Japan moves to rein in soaring yen

City A.M. Reporter
Japan sold the yen for the second time in less than three months after it hit another record high against the dollar, saying it intervened to counter speculative moves that were hurting the economy.

Finance Minister Jun Azumi said Tokyo had stepped into the market and would continue to intervene until it was satisfied with the results.

Tokyo's latest foray into currency markets followed weeks of warnings that its patience with the yen's strength was wearing thin, and came just days before the Group of 20 leaders' summit in Cannes, France.

The summit will focus on Europe's efforts to contain its sovereign debt crisis and avoid a repeat of the financial shock that roiled markets after the Lehman Brothers collapse in 2008.

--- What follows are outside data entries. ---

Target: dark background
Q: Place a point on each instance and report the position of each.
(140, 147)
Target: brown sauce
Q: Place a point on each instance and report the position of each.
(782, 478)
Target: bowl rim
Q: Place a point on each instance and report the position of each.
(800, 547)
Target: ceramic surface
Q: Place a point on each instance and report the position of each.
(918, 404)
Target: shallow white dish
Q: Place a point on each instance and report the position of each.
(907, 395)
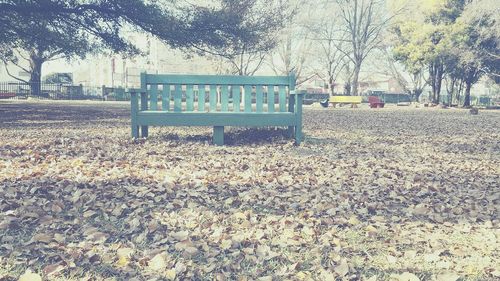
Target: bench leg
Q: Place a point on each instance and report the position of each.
(298, 135)
(218, 135)
(144, 131)
(135, 131)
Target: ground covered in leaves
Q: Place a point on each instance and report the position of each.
(389, 194)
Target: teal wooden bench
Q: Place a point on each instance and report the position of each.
(217, 101)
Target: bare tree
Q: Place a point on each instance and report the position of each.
(333, 48)
(293, 52)
(363, 21)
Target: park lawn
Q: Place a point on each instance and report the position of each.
(386, 194)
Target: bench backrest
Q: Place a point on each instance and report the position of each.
(345, 99)
(374, 99)
(211, 93)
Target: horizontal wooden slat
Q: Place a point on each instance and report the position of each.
(216, 79)
(159, 118)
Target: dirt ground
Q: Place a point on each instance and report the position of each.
(399, 193)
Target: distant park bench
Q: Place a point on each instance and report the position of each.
(375, 102)
(7, 95)
(353, 100)
(216, 101)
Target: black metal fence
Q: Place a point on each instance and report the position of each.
(17, 90)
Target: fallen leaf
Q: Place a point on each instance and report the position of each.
(447, 276)
(342, 269)
(30, 276)
(157, 263)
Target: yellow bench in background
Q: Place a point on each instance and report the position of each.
(353, 100)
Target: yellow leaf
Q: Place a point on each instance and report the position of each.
(157, 263)
(303, 275)
(170, 274)
(342, 269)
(226, 244)
(123, 261)
(353, 220)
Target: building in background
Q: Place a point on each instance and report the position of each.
(118, 71)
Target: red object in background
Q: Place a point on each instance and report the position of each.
(375, 102)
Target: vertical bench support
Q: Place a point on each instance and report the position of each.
(144, 106)
(218, 135)
(134, 106)
(298, 118)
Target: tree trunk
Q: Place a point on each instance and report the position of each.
(355, 78)
(468, 86)
(347, 89)
(35, 75)
(417, 93)
(331, 84)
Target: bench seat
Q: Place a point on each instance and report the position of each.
(241, 119)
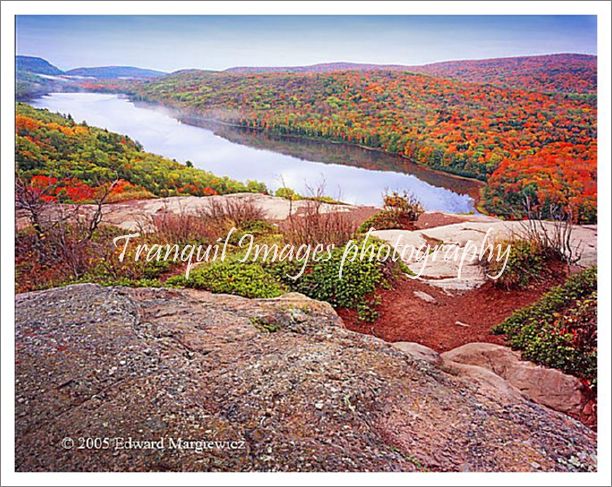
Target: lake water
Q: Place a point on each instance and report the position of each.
(352, 174)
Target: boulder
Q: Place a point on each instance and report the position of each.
(550, 387)
(419, 352)
(254, 385)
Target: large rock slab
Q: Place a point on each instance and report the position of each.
(455, 266)
(550, 387)
(134, 216)
(279, 383)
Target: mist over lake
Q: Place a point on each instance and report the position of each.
(300, 165)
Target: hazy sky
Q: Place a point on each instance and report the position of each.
(169, 43)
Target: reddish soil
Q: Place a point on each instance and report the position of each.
(407, 318)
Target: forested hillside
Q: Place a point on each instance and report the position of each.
(69, 161)
(470, 129)
(563, 73)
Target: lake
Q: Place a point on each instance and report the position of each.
(350, 173)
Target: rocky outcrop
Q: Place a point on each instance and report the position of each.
(135, 215)
(278, 384)
(550, 387)
(460, 245)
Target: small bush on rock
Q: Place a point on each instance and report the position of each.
(560, 330)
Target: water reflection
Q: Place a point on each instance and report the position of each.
(351, 173)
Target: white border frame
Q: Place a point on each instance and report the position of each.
(10, 9)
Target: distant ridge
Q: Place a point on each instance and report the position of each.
(564, 73)
(449, 65)
(111, 72)
(36, 65)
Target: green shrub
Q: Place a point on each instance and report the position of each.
(399, 211)
(382, 220)
(559, 330)
(355, 290)
(250, 280)
(287, 193)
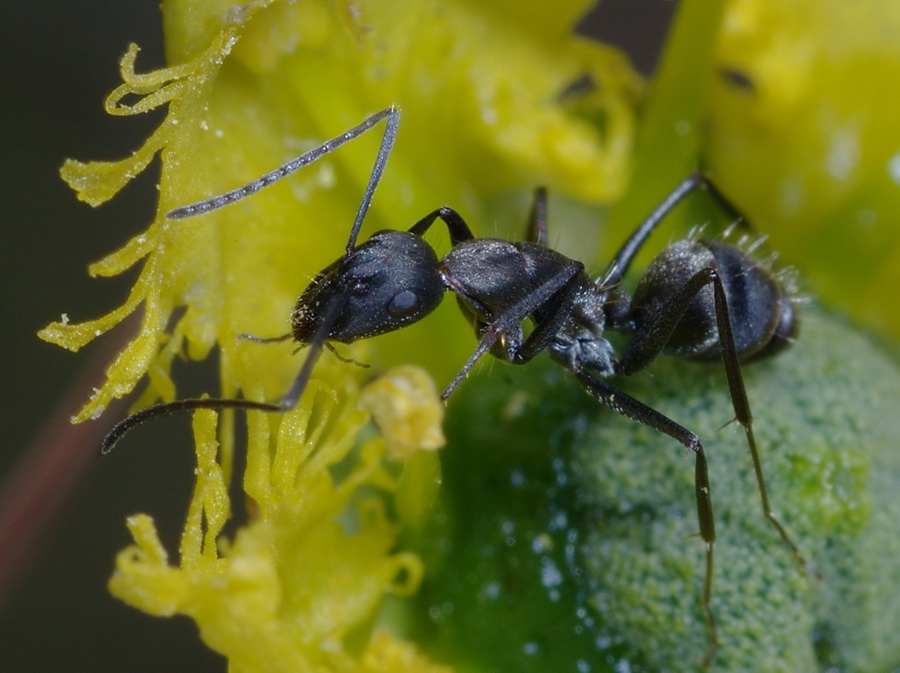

But Tokyo is keen to win G20 understanding that a strong yen is one challenge too many for an economy grappling with a nuclear crisis, a $250bn (£156bn) rebuilding effort from a March earthquake and tsunami and ballooning public debt.

Japan also argues that the yen is sought by investors worried by the euro zone debt crisis and stuttering US growth and the demand has nothing to do with the fragile health of the Japanese economy.

The dollar vaulted more than 4 percent past 79 yen, from around 75.65 yen, after Tokyo began selling its currency. The dollar had touched a record low of 75.31 yen earlier on Monday.

"I have repeatedly said that we would take decisive steps against speculative moves in the market," Azumi told a news conference. "Unfortunately it (the market) has not reflected our economic fundamentals at all."